To launch the new year, on Saturday, January 13 the O’Donnell Institute partnered for the first time with the Crow Collection of Asian Art to present a symposium on the global histories of ceramics. Called Talavera and Ceramic Connections: East Asia, West Asia, and the Americas, the symposium brought together an all-star team of distinguished scholars to study and respond to the Crow’s stunning new exhibition Clay Between Two Seas: From the Abbasid Court to Puebla de los Angeles. The exhibition’s curator Farzaneh Pirouz was joined by Denise Leidy (Curator of Asian Art at Yale University Art Gallery), Guy Thomson (Professor Emeritus of Latin American History at University of Warwick), Jessica Hallet (Researcher in Art History at the Universidade Nova de Lisboa), Ronda Kasl (Curator of Latin American Art at the Metropolitan Museum), and William Sargent (Curator Emeritus of Asian Export Art at the Peabody Essex Museum) for three morning lectures held at the Dallas Museum of Art and an afternoon of gallery-based break-out sections at the Crow. Like the exhibition itself, presentations and conversations were truly global in scope, ranging from sixth-century China to ninth-century Basra to sixteenth-century Mexico to circa-1900 New York. Our own Sabiha Al Khemir presided over the morning session, and Rick Brettell and Crow curator Jacqueline Chao moderated a closing panel in the afternoon.

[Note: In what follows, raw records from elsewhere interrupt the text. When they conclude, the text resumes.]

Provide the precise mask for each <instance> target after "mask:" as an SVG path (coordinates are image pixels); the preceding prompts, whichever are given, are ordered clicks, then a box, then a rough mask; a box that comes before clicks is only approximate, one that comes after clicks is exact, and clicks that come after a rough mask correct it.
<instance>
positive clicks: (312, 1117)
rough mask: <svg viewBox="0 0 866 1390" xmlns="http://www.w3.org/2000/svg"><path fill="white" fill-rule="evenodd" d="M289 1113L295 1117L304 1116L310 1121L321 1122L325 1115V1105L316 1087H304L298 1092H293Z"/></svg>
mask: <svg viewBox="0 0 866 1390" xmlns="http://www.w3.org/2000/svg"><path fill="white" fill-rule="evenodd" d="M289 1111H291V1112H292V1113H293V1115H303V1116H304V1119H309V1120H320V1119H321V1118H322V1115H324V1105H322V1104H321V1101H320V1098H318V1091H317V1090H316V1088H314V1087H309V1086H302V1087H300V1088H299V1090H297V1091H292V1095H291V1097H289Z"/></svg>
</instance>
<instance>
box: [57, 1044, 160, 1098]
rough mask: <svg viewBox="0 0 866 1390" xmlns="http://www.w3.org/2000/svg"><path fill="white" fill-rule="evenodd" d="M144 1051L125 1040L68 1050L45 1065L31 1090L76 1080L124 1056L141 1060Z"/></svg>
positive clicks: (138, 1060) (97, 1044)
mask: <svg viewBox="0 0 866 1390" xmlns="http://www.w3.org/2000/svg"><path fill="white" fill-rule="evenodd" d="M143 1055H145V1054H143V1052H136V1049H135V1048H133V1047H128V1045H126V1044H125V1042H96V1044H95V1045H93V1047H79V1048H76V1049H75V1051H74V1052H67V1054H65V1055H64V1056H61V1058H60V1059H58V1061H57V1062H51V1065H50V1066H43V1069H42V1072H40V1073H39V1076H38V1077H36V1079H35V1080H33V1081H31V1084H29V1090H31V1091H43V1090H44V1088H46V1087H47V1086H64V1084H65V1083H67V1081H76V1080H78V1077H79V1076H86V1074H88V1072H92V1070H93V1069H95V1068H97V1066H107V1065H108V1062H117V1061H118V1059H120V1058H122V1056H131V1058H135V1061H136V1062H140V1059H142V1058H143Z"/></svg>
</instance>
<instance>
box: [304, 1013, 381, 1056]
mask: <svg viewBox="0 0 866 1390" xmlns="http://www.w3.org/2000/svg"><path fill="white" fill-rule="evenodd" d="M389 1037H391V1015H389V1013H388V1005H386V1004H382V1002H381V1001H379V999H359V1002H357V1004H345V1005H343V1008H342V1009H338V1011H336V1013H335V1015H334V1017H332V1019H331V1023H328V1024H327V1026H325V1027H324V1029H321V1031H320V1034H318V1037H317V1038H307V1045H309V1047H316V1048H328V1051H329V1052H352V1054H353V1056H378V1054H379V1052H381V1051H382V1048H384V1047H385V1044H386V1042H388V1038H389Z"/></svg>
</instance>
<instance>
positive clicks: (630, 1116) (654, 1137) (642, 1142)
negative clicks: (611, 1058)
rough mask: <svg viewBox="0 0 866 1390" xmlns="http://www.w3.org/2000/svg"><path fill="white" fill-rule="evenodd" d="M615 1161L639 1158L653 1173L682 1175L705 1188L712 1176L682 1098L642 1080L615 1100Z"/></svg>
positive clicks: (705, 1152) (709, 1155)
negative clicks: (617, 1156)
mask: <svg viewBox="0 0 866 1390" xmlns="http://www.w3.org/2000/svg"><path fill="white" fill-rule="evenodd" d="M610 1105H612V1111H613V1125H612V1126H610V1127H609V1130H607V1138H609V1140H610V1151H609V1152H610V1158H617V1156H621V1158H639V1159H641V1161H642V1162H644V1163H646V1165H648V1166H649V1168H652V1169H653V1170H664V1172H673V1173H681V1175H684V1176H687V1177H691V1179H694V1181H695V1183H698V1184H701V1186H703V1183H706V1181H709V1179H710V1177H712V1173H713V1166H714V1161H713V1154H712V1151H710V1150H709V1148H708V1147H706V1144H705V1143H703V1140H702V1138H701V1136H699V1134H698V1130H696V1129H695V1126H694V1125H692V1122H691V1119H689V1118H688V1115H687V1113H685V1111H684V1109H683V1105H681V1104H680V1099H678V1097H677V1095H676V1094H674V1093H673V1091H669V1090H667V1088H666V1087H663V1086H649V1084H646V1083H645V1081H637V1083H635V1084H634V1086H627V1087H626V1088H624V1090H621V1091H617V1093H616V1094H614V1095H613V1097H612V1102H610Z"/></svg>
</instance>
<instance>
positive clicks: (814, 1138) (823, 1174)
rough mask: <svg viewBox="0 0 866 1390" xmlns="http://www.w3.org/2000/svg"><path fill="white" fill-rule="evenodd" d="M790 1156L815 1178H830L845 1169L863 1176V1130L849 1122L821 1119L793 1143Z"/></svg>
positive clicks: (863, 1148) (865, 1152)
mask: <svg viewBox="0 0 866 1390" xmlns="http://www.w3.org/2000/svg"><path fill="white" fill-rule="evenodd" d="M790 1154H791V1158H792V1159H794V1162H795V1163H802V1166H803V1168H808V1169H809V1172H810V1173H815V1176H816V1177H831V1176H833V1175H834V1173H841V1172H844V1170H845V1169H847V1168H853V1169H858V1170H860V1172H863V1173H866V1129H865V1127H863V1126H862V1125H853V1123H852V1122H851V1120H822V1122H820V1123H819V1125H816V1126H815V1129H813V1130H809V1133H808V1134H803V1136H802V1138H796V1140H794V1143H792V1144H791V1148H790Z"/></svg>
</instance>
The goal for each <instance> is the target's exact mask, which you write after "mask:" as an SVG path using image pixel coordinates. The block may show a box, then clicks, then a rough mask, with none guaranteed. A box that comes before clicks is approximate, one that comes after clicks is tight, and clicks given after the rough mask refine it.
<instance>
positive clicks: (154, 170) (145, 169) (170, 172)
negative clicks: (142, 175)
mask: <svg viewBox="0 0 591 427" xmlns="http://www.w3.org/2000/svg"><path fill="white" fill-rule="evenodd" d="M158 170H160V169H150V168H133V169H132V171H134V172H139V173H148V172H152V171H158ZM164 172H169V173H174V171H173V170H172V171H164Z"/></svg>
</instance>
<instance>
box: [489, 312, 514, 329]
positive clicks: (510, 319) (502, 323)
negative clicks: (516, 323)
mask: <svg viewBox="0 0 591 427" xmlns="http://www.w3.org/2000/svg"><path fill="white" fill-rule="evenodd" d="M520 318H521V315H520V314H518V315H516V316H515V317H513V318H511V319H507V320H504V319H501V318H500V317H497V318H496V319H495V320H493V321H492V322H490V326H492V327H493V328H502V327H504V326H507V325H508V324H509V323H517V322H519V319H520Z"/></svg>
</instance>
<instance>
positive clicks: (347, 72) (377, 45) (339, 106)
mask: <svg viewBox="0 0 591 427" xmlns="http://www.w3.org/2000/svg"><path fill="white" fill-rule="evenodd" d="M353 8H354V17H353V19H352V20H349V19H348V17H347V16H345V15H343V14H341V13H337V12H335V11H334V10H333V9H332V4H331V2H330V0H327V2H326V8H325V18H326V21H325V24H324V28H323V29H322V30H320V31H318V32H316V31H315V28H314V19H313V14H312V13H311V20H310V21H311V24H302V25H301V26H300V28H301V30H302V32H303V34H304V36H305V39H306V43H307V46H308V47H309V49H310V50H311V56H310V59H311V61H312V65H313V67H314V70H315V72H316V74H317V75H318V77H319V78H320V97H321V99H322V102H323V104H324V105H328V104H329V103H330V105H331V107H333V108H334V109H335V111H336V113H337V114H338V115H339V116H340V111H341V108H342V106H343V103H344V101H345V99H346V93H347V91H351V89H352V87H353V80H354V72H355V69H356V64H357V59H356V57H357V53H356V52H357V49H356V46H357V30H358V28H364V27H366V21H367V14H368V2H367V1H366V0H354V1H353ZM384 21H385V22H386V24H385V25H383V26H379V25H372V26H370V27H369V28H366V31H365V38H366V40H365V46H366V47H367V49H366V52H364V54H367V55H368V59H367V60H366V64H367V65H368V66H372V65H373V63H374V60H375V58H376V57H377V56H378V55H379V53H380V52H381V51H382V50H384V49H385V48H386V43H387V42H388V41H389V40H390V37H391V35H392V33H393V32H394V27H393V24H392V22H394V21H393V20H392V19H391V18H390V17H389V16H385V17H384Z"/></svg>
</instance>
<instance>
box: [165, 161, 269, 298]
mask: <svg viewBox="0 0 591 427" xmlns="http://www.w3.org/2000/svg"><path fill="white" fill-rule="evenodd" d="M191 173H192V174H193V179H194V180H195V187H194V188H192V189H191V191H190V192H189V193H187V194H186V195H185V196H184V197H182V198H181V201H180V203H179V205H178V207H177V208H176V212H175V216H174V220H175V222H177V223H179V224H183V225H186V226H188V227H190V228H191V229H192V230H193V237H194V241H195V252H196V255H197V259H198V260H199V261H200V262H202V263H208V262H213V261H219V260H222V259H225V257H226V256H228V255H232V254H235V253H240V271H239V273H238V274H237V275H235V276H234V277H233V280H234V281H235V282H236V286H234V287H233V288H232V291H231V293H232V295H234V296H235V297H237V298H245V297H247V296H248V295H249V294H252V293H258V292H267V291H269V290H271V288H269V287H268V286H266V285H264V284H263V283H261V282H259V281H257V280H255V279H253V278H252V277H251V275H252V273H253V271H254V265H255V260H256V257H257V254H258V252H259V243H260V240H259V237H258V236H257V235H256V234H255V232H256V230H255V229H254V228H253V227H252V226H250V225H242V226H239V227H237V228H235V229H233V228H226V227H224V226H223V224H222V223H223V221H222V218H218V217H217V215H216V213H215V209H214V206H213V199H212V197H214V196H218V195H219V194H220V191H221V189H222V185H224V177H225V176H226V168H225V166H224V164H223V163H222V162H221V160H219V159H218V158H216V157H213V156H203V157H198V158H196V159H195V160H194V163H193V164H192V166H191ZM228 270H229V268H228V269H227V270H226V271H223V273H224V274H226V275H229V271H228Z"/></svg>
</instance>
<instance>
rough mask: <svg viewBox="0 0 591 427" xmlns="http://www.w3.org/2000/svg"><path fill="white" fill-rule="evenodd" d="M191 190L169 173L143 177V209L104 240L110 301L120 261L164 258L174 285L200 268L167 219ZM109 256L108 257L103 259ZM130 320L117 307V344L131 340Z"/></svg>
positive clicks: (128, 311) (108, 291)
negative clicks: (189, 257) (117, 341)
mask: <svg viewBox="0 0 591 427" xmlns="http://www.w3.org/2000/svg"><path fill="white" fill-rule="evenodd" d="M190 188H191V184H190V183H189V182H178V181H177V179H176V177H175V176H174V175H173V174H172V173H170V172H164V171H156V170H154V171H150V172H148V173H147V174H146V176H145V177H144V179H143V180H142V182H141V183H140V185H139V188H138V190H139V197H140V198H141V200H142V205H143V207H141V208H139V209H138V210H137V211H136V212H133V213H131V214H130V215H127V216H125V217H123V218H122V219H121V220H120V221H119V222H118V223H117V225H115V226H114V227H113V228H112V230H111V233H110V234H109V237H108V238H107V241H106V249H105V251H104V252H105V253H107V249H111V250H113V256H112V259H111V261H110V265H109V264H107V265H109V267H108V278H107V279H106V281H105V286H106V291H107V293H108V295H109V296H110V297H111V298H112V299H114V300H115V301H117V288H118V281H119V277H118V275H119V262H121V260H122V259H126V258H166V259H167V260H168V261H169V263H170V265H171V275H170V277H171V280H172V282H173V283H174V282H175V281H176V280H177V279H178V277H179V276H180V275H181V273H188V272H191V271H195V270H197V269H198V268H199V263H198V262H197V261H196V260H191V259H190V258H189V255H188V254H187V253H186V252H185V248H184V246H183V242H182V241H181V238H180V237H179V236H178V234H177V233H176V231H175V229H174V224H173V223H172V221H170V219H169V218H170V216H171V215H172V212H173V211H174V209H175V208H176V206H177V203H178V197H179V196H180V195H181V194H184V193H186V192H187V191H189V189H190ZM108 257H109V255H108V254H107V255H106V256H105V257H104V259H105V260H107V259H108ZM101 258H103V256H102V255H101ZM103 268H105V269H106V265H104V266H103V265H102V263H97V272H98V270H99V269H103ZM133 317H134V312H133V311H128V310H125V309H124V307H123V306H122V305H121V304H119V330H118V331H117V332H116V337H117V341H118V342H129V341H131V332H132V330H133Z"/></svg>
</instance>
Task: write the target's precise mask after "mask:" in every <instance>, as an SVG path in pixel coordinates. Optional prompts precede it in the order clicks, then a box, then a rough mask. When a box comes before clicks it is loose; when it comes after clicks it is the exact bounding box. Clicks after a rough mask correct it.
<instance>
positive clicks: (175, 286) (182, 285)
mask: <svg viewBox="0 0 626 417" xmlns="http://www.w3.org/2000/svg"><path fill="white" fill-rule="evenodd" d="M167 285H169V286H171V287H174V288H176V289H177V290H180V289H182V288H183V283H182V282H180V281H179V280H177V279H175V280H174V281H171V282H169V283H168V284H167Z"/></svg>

By all accounts the symposium was a great success, and it’s precisely the kind of program that we are passionate about presenting: collaborative, object-led conversations with broad art historical implications. At the same time that speakers treated specific art historical questions like the origins of the use of cobalt blue in ceramics, the day raised larger questions with broad art historical significance: How is a complex technology transferred across space, time, and culture? How do objects made in one medium like clay dialogue with other mediums like glass and silver? How do local industries like that of Talavera in Puebla intersect with histories of class, race, and national politics? And how do our art histories of porcelain, for example, shape our practices of collecting—and vice versa? These and other questions that emerged from conversations and close looking will chart the course for future research.
If you were among the many friends and colleagues who joined us on Saturday, thank you for coming! If you were not able to attend, there is still time to see the exhibition before it closes in Dallas on February 12 and travels to Puebla, Mexico. It’s not to be missed!